I think the ‘enjoy every minute’ brigade have a lot to answer for. It sets us up for failure as it’s almost impossible unless you’re a saint or you get a magic baby that doesn’t cry, sleeps all night and comes with an instruction manual. Feel free to not enjoy large chunks of it and don’t feel guilty.

Now DD is 4.5 months, doesn't cry all evening, sleeps fairly well and giggles when I blow raspberries on her tummy, I am so much happier. Also, last night she was in bed by 7.30 and I had a glass of wine, watched something on TV and chatted to DH. For the first 16 weeks or so, that scenario would have been impossible and I did not realise how much that impacted my sanity - not having time to wind down away from DD was pretty tough. If you can get a few moments to unwind then it does help a lot.

needtimealone · 23/07/2018 05:25

We've been there... I've had one and stopped because it was so horrific, just know you're not alone

Spanglyprincess1 · 23/07/2018 06:04

We have all been there op.
My son is 20 days old and I cried last night for an hour and my mom/ dp had to take him away to settle as I'd reached my limit. Sitting here now cuddling him and I'm happy again but that's because I managed to sleep.
Ups n downs are normal and love every minute is nonsense! What your feeling is absolutely ok.
Speak to people n get help, I did and I feel much more able to cope now that I have. I even took advice from MN and have snacks n juice/water in the rooms I feed in so I have more energy as eating Properly.
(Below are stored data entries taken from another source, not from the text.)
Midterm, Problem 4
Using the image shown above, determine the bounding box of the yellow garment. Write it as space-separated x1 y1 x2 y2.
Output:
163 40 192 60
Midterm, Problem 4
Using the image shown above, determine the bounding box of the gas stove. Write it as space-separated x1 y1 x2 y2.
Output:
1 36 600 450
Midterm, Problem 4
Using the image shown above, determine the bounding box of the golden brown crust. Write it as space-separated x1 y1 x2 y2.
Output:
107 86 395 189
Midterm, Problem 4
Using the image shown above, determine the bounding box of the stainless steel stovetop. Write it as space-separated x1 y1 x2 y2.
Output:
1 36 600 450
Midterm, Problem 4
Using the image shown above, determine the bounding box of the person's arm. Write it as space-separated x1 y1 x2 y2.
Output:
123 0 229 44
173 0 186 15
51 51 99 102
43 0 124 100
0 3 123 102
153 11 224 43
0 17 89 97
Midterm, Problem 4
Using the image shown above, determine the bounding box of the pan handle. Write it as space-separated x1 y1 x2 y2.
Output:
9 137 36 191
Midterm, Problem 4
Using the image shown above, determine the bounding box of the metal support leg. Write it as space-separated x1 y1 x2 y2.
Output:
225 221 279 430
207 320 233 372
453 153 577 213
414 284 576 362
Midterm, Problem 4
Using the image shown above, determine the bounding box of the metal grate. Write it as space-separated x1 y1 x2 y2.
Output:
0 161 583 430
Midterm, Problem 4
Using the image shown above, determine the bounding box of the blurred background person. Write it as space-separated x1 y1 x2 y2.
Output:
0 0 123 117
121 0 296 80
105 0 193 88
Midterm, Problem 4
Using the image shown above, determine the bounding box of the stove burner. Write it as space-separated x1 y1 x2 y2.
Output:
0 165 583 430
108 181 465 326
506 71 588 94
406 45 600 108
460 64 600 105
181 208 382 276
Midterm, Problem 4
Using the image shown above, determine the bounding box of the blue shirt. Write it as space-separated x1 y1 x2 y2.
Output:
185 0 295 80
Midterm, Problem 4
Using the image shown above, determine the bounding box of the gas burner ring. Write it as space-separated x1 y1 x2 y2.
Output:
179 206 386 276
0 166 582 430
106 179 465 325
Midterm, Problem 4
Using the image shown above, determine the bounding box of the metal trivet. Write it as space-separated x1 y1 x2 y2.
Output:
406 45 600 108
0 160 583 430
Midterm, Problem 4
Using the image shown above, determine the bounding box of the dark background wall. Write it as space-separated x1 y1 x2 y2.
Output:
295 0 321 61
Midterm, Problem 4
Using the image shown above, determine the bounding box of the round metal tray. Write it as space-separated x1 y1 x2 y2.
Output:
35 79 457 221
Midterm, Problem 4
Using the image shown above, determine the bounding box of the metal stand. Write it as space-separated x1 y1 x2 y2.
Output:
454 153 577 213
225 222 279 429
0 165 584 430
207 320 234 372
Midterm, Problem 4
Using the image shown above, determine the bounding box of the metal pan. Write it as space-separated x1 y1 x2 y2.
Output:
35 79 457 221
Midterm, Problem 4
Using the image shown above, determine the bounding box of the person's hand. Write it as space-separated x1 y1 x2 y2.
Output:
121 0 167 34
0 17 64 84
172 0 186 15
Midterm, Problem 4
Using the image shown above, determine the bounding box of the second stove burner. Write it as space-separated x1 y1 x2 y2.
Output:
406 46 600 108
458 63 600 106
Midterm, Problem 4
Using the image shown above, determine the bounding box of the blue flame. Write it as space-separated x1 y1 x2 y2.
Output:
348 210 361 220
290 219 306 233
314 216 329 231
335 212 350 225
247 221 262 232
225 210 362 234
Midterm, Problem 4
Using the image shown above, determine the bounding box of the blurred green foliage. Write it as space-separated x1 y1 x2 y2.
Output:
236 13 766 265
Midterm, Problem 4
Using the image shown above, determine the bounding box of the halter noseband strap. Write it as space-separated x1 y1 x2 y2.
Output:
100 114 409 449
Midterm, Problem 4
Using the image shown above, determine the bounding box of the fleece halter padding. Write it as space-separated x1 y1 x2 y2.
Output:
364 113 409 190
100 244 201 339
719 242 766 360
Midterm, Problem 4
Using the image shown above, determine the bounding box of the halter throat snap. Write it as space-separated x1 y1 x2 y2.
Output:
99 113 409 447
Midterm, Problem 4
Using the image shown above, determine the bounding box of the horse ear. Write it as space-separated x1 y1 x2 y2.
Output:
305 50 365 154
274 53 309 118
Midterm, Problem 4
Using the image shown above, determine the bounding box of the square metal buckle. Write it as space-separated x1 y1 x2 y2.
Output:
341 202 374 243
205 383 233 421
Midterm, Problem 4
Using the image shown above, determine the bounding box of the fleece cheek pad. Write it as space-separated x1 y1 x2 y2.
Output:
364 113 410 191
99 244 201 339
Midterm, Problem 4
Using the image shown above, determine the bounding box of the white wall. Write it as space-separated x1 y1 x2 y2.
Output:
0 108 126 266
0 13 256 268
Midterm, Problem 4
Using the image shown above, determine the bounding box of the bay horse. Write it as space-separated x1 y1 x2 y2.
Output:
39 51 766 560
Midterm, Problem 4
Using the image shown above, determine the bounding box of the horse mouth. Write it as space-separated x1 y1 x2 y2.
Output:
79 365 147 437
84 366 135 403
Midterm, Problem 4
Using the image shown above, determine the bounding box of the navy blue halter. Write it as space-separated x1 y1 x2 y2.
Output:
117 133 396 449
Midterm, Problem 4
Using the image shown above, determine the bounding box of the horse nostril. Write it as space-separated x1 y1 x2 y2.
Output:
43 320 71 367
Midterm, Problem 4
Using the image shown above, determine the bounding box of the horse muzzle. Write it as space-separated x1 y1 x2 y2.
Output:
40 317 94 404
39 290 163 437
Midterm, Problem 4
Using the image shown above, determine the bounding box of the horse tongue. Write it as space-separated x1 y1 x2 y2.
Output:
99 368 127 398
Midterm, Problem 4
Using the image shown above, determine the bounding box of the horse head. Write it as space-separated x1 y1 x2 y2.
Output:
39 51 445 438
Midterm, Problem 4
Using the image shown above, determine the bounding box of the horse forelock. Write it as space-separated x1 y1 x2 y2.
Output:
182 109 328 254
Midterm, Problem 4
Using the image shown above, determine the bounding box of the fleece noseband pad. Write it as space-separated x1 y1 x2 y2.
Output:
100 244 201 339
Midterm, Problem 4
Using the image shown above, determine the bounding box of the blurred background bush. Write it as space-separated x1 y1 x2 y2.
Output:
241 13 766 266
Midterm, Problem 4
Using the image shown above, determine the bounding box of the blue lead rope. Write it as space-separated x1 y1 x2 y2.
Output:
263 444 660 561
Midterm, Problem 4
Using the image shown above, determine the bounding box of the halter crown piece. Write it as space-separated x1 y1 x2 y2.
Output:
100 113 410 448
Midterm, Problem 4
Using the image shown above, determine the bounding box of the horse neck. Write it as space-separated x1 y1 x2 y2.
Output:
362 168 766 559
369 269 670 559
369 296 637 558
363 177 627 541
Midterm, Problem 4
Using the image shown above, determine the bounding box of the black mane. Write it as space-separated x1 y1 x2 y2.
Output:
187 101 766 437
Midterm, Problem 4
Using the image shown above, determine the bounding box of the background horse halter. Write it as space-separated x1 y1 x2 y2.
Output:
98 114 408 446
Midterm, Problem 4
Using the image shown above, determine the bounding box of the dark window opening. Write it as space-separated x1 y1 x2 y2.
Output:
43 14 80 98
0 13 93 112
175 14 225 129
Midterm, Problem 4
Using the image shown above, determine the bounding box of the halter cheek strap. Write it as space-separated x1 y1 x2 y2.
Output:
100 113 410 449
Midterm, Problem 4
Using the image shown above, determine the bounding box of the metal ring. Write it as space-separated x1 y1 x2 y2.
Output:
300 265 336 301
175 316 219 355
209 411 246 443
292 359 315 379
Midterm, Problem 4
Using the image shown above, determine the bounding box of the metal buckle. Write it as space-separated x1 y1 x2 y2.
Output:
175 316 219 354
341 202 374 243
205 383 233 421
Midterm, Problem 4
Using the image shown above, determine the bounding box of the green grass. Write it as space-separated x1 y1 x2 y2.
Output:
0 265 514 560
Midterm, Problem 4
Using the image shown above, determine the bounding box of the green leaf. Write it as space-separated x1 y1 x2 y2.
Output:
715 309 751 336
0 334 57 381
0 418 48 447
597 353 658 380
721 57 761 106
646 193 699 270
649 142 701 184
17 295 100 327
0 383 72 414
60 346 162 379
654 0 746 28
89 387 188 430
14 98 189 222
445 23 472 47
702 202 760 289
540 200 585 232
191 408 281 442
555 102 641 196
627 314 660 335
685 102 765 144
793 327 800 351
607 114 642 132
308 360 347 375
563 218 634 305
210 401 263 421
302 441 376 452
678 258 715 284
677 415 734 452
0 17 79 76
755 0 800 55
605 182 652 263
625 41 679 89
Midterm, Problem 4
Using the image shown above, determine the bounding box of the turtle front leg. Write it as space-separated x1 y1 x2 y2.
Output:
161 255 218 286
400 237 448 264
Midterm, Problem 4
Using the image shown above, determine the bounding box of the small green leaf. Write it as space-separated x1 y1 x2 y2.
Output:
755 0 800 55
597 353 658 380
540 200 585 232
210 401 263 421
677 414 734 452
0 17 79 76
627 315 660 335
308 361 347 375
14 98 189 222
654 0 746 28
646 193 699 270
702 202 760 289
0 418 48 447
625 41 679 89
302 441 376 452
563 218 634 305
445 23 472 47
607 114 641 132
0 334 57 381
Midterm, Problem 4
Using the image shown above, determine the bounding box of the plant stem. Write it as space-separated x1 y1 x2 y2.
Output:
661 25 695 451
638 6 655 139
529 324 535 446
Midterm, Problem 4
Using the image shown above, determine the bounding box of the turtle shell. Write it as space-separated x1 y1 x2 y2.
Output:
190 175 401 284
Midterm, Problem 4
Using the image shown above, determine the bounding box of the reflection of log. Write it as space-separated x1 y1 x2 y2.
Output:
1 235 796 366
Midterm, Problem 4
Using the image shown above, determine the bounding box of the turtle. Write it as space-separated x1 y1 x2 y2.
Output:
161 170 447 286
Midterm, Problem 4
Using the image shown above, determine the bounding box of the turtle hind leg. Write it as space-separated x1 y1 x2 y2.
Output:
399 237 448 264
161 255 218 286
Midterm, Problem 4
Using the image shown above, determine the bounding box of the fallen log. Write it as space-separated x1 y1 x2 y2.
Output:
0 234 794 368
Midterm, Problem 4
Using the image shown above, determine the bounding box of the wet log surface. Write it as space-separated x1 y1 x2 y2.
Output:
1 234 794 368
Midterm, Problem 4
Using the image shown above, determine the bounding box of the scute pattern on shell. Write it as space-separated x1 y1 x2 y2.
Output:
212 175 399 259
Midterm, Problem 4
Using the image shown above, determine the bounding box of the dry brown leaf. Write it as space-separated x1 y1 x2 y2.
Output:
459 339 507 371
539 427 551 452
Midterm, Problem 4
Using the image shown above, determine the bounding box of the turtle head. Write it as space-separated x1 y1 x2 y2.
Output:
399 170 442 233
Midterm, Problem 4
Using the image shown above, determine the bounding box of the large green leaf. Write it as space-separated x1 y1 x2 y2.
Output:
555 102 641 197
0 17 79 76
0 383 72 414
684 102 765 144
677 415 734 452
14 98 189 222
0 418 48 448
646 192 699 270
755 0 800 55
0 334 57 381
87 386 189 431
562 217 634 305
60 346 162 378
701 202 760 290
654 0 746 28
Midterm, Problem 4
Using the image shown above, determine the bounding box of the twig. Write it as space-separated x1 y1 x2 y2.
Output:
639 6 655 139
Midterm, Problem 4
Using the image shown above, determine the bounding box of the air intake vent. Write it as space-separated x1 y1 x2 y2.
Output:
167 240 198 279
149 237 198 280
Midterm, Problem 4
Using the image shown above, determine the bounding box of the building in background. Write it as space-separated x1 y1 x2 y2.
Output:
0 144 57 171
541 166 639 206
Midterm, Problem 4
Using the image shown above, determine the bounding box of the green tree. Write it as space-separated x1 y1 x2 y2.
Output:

MaverickSnoopy · 23/07/2018 08:57

Oh OP. It's not just you, I promise. I remember with DD2 struggling SO much with the sleep deprivation. She literally didn't sleep ever and if my some miracle I got her to sleep then DD1 would wake her up. By about week 3 I was on my knees with exhaustion, having averaged about 1 hour sleep in 24 every single bloody day. I remember my parents coming over to take DD1 out to give me a break. I walked DD2 round in the pram for hours before she dropped off. I laid my head on the sofa and she woke up crying. I was SO desperate but I do remember thinking "if only I had sleep I wouldn't feel like this". It was true. Eventually when I got sleep I didn't feel like I had done and was so much happier.

Talk to your HV. Accept any help offered. Ask for help. Consider qualified help if you can afford it. Sleep when baby sleeps. This shall pass. In the meantime try to simplify life as much as possible.

Scaredandshattered · 23/07/2018 15:18

Thank you all, your messages have truly helped ! Going to speak to my midwife about how I'm feeling, I admit that in the day I feel okay and he seems very calm but in the night is when my emotions strike as he is so unsettled but that gives me hope that this will pass :)

Thank you for being so kind everyone, I needed that support to know that I'm not a horrible mum ♡♡

OP posts:
HirplesWithHaggis · 23/07/2018 17:05

Of course you're not a horrible mum, you're just being human! I'm glad you're feeling better, everything is worse in the small hours. :)

Just wait til you get that first gummy grin (that really, deffo isn't wind Grin ) and even the love you feel now will be eclipsed. Makes all the shit (and there will be more) worth it.